Last week, I was profiling a Swift app using *Instruments*. Nothing unusual: `xctrace record`, `xctrace export`, copy the XML into Claude Code's context, ask it to find the hotspots.

And Claude says: "The XML is too large; I can't process it reliably."

33,553 lines of XML. For a program with two functions.

## The Real Problem

`xctrace export` is an excellent tool.
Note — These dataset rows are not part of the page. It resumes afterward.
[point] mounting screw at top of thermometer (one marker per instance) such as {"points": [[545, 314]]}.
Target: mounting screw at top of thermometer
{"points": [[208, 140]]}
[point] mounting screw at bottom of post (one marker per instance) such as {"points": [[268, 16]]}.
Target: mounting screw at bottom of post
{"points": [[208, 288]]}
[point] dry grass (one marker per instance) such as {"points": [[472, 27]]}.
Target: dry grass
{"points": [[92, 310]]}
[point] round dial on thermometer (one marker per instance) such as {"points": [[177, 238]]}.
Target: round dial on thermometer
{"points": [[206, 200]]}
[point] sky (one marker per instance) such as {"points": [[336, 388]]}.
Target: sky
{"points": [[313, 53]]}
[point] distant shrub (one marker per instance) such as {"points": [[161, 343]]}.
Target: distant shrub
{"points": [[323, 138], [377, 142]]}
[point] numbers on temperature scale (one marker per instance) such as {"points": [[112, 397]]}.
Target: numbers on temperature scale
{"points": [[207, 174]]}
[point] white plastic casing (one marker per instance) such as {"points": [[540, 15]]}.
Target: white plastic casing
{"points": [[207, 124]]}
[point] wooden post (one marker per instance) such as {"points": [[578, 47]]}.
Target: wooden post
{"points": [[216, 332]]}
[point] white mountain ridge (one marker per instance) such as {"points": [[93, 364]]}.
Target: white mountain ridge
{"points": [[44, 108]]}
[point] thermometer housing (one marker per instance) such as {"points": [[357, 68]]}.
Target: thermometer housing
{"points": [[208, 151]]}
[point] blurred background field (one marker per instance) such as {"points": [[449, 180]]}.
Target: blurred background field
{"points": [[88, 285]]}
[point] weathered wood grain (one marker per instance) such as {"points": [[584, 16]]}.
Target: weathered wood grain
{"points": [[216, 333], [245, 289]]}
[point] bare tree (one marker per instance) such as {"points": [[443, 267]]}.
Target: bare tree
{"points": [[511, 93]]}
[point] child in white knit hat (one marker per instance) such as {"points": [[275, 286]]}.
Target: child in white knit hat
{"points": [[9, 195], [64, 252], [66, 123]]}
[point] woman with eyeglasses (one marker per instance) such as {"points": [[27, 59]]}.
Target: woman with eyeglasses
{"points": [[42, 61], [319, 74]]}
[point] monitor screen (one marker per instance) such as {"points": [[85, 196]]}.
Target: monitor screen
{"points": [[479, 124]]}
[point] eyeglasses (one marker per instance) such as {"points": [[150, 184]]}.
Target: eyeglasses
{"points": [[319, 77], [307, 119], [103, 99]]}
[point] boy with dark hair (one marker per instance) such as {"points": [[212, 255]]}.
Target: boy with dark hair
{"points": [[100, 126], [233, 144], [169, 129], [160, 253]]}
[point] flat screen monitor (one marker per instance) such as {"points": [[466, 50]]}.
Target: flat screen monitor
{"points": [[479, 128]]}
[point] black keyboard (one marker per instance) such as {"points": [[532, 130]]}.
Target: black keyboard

It gives you **everything**: every *sample*, every *backtrace*, every frame with its binary, memory address, and UUID. It's exhaustive, precise, and complete.

And that's exactly the problem.

When profiling an app to find bottlenecks, I don’t need all 3,044 individual *samples*. I don’t need to know that *sample* number 1,847 caught the CPU at address `0x1027ec9a8` in `libswiftCore.dylib` at 00:02.847.882. I need to know that `heavyWork()` takes 70% of the time and `lightWork()` takes 30%.

In plain language: I need **ten lines**, not thirty-three thousand.

## Why XML Is the Right Format (but the Noise Isn't)

Before anyone says, "The problem is using XML in 2026": that's not it.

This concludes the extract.